Professor Judith Curry was one of ten experts attempting to compile the definitive temperature data. She claimed it had been ‘tarnished’ by Prof Muller ‘overselling’ the results in favour of global warming - and she has threatened to quit the project.
Prof Curry, of the School of Earth and Atmospheric Sciences at the Georgia Institute of Technology, in the U.S., said their data actually showed average world temperatures had ‘paused’ since the late 1990s.
She also said that a graph published on the project’s website depicting temperatures from 1850 to 2006 appeared to ‘hide the decline’.
Berkeley Earth’s land surface temperature (BEST) data was taken from 1.6 billion temperature archived records dating back to the 1800s from 15 sources around the world.
It shows deviation from the mean temperature over two centuries - and overall global warming since the industrial revolution.
The 1C rise in temperature matches estimates by the world’s respected climate watchers who maintain official records.
These include the Met Office with the University of East Anglia, Nasa’s Goddard Institute for Space Studies in New York and the US National Oceanic and Atmospheric Administration.
Muller’s survey - the biggest open database of temperature records - was focused on producing a transparent and independent assessment of global warming.
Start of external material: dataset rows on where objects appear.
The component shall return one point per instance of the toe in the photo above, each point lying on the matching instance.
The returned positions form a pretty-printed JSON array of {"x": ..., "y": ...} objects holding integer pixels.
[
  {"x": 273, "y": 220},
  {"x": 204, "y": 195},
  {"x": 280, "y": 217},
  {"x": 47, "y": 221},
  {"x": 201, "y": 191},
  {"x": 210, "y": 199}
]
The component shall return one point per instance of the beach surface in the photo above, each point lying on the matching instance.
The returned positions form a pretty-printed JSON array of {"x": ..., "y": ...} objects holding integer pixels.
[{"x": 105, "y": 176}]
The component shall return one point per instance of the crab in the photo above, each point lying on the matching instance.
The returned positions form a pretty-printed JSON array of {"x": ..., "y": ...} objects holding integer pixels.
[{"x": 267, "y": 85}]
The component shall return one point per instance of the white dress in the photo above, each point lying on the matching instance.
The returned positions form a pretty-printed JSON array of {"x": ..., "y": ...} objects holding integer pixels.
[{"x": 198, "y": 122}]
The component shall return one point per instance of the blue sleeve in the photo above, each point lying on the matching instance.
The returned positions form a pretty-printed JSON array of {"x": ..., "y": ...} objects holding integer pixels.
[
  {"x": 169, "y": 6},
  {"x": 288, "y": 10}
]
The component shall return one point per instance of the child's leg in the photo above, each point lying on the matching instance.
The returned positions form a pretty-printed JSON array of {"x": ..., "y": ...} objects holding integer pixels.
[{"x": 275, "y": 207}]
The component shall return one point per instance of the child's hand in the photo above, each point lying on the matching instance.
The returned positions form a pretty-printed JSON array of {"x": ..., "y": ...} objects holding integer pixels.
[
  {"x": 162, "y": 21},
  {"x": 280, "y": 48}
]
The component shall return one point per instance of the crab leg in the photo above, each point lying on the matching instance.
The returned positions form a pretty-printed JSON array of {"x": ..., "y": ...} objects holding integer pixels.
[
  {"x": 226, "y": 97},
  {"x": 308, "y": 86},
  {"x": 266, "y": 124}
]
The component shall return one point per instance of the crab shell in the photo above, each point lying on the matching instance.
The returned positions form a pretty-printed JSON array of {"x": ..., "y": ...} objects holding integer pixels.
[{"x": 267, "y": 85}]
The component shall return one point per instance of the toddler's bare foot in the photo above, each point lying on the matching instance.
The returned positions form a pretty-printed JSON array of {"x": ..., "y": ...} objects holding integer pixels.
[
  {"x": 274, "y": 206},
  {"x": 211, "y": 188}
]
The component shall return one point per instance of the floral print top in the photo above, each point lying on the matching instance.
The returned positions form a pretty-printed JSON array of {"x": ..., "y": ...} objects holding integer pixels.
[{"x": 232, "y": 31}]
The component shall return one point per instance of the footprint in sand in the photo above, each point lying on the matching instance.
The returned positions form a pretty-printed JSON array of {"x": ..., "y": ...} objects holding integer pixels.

The Berkeley study found that the so-called “urban heat” which makes cities warmer than surrounding rural areas, did not significantly contribute to average land temperature rises.
This, said the Guardian, is because urban regions make up less than one per cent of the Earth’s land area. And while “poor” stations might be less accurate, they recorded the same average warming trend
The U.S. team includes Saul Perlmutter, joint winner of this year's Nobel Prize in Physics for the discovery that the universe is expanding at an increasing rate.
The research has won backing from Peter Thorne at the Cooperative Institute for Climate and Satellites in North Carolina and chair of the International Surface Temperature Initiative.